Mexico has ordered dozens of military personnel to be arrested for suspected involvement in the disappearance of 43 students from a teachers’ college six years ago, in an unresolved case that outraged the country.
The arrest warrants were announced by Mexican President Andres Manuel Lopez Obrador on Saturday as he presented a report on a lengthy investigation into the tragedy.
“Those proven to have participated will be judged,” he said at an event with parents of the missing students.
He did not detail any charges against the suspects.
The disappearance of the students in southern Guerrero State sent shockwaves around Mexico.
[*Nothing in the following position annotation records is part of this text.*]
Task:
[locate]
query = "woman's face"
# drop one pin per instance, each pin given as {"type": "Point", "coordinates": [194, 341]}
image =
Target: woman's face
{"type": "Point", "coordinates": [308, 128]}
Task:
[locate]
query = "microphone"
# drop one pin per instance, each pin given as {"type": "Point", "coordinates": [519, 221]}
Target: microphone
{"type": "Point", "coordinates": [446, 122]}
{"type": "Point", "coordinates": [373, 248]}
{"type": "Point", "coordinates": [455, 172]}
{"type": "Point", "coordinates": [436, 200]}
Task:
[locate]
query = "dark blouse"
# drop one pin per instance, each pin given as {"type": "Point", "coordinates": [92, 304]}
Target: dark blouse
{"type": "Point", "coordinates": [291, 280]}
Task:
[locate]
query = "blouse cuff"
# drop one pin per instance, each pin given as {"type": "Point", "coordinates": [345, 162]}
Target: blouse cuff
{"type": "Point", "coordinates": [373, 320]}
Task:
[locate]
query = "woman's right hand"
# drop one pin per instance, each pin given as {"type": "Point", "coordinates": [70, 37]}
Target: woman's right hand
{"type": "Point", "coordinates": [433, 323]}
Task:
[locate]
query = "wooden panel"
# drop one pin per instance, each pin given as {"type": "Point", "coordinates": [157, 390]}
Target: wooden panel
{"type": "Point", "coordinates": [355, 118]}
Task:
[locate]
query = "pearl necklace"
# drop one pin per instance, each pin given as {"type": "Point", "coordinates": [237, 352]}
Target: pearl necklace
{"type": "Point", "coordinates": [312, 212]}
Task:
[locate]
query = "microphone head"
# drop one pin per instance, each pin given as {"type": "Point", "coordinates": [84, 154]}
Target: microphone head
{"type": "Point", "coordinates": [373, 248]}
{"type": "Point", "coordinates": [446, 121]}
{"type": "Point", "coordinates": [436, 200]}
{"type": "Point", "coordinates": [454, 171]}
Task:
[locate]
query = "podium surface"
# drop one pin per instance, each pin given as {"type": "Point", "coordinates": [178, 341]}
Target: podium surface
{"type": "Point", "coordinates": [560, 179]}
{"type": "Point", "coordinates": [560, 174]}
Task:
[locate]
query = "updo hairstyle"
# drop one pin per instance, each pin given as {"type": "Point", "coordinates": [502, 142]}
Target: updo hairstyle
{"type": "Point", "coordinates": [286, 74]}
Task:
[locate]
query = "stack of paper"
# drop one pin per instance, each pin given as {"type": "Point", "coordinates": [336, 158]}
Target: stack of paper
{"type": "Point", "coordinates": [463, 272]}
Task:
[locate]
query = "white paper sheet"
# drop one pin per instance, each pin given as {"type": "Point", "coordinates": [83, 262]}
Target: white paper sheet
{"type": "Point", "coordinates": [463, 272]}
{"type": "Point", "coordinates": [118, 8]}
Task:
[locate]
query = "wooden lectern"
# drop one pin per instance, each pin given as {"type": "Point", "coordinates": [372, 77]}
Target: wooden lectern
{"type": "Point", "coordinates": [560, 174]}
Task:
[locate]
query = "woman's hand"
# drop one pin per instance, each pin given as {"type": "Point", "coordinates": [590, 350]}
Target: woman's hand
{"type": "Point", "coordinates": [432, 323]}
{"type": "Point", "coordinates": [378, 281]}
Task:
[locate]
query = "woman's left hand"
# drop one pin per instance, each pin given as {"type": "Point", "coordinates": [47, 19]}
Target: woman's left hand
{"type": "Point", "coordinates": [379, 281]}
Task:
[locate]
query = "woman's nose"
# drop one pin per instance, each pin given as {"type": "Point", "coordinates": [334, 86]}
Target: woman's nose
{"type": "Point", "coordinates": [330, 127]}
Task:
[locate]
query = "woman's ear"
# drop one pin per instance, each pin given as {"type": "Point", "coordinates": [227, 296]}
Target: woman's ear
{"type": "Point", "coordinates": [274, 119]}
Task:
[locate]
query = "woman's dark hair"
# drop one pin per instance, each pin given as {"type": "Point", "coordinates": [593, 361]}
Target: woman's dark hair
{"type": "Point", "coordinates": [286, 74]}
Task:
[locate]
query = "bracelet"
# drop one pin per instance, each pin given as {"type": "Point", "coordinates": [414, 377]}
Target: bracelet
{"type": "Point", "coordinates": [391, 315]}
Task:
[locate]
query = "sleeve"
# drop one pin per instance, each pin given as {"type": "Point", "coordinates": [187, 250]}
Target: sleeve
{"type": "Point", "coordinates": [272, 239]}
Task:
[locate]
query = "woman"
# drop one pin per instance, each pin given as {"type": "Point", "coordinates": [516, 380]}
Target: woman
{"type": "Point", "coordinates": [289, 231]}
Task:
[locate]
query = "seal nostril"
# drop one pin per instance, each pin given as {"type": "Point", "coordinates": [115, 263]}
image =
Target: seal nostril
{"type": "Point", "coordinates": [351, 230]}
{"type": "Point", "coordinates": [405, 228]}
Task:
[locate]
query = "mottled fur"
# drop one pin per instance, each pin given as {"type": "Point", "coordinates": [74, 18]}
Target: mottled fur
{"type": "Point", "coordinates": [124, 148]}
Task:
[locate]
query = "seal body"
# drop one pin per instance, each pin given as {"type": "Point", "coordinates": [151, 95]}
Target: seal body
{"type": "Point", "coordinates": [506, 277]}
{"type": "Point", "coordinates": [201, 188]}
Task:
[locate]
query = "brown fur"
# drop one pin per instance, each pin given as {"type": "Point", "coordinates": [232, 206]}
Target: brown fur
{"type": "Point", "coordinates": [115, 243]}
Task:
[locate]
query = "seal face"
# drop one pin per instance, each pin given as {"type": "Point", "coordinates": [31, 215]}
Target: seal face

They had commandeered five buses to travel to a protest, but were stopped by corrupt police officers in the city of Iguala, Guerrero, and handed over to a drug cartel.
Prosecutors initially said the cartel mistook the students for members of a rival gang and killed them before incinerating their bodies at a garbage dump and tossing the remains in a river.
An official report presented in January 2015 by the government of then-Mexican president Enrique Pena Nieto was rejected by relatives of the students as well as independent experts from the Inter-American Commission on Human Rights.
Pena Nieto had strongly opposed interrogating military personnel or calling them to testify.
Nearly three dozen people allegedly involved in the case have been arrested since March, officials said.
Families of the victims have long complained that the military did nothing to protect the students and might even have been accomplices in the crime.
Speaking for relatives on Saturday, Maria Martinez Zeferino — the mother of one of the missing students — thanked Lopez Obrador, but urged him to move faster in hopes that some of the disappeared might still be alive.
In the afternoon, more than 5,000 people led by the parents marched in downtown Mexico City, chanting slogans such as “They took them alive, we want them back alive!” and “Justice!”